La salle du Strissel © GP

C’est ouvert le dimanche soir, c’est un monument historique, c’est une winstub, même si on y sert aussi et désormais de la tarte flambée, le lieu n’est pas cher: voilà cinq bonnes raisons d’aimer le Strissel.

Paysanne de Kamm © GP

Le lieu fut en 1385 une belle auberge nommée Zum dem Witterer (au Bélier), c’est devenu l’Autruche,  à partir de 1681. Les Schrodi, des années 1920 à 2000 en avait fait une de ces winstubs de tradition qui collent à la cathédrale comme l’étoile au berger, le mouton à son maître. Le lieu a été repris en 2006 par Jean-Louis de Valmigère qui possède déjà Yvonne. Il a gardé la demeure dans son jus, l’a nettoyée, lui a adjoint de belles toiles (une paysanne de Kamm, un bouquet de fleurs de Lothar Von Seebach) en sus de la belle salle des pressoirs du premier. Bref, le lieu se visite désormais comme un monument retrouvé.

Salade mixte © GP

L’accueil d’Amaury le fiston de la maison est discret, celui de la souriante Amélie vif et gracieux. Côté cuisine, le chef Serge Cutillo cherche à mettre de la nouveauté dans la demeure. On me permettra de souligner si la clientèle a peut être envie de voir se renouveler le répertoire (ce dont je ne suis pas bien sûr), le béotien de Paris (venu hier par le TGV de 20h43 – il part de la gare de l’Est à 1824, ce qui est juste le temps d’avoir fait) a davantage envie de retrouver les mets de tradition que des variations, même réussies, même légères, sur la saint-jacques (pas saisonnière) ou en duo avec la daurade, mais davantage la bouchée à la reine, servie avec sa croûte feuilletée, son intérieur crémé avec quenelles, ris, champignons et godiveaux, plus nouilles, séparément.

Mannerstolz © GP

Sans omettre les classiques, auxquels je reste obstinément fidèle, tels que la salade mixte, cervelas/gruyère, assaisonnée au Melfor, le doux vinaigre au miel d’ici, la tarte à l’oignon, le schiffala (la palette), la mannerstoltz, cette grosse saucisse (le nom en dialecte signifie finement « fierté de l’homme ») ou le waedele, plus  les desserts de traditions comme le strudel, la tarte aux quetsches ou le parfait glacé du même fruit.

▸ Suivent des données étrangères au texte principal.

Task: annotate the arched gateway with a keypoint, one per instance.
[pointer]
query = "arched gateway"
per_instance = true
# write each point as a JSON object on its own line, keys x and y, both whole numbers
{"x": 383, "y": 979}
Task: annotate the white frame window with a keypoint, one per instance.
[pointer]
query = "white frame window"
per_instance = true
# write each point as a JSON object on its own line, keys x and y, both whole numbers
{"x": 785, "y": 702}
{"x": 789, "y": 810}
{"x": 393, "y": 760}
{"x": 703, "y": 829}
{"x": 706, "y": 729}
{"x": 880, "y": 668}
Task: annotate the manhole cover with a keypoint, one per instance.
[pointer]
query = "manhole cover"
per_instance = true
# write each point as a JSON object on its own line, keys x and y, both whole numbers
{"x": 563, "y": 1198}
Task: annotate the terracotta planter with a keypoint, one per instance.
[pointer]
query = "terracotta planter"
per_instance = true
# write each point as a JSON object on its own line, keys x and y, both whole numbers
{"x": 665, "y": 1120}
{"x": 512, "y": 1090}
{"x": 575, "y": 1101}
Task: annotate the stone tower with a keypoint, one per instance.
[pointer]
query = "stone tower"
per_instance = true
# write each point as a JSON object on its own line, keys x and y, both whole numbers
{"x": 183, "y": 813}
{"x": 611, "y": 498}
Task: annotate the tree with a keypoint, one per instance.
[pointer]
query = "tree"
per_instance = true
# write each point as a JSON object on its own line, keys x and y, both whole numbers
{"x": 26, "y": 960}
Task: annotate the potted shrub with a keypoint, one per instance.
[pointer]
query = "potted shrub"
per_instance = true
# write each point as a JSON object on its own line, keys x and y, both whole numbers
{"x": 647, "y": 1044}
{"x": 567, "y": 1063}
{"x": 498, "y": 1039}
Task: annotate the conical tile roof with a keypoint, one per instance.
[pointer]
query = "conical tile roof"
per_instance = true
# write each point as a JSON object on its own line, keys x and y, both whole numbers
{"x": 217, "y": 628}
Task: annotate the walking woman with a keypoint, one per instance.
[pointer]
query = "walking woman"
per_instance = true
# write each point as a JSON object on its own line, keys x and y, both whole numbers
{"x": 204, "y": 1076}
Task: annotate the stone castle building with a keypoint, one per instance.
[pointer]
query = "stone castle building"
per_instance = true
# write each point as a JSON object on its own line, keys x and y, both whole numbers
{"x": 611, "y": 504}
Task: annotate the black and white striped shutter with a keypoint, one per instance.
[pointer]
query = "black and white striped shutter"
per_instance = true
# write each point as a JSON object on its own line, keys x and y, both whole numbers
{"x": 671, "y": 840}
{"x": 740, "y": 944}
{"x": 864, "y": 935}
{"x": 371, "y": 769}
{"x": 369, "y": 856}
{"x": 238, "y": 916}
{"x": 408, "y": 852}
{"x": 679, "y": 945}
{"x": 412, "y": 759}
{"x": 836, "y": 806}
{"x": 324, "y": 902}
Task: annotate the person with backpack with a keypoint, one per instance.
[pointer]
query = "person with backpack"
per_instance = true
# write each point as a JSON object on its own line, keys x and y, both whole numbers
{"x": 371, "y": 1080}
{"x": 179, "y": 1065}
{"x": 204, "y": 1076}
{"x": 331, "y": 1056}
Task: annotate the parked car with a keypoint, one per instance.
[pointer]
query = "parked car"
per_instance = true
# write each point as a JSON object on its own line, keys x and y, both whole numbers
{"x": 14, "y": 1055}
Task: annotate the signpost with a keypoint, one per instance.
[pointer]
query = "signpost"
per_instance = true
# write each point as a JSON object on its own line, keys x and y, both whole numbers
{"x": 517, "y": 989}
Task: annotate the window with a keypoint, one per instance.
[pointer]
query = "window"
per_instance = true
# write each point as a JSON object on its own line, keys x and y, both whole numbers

Strissel: le comptoir/desserte © GP

Les vins maison signés Hering, Rolly-Gassmann ou Kreydenweiss ont fait des progrès dans le sens de la qualité. Et l’on vient là pour des manifestations artistiques, telles une exposition des oeuvres de Wentzel à partir du 20 octobre. Bref, une adresse sérieuse, hospitalière, ouverte et… alsacienne!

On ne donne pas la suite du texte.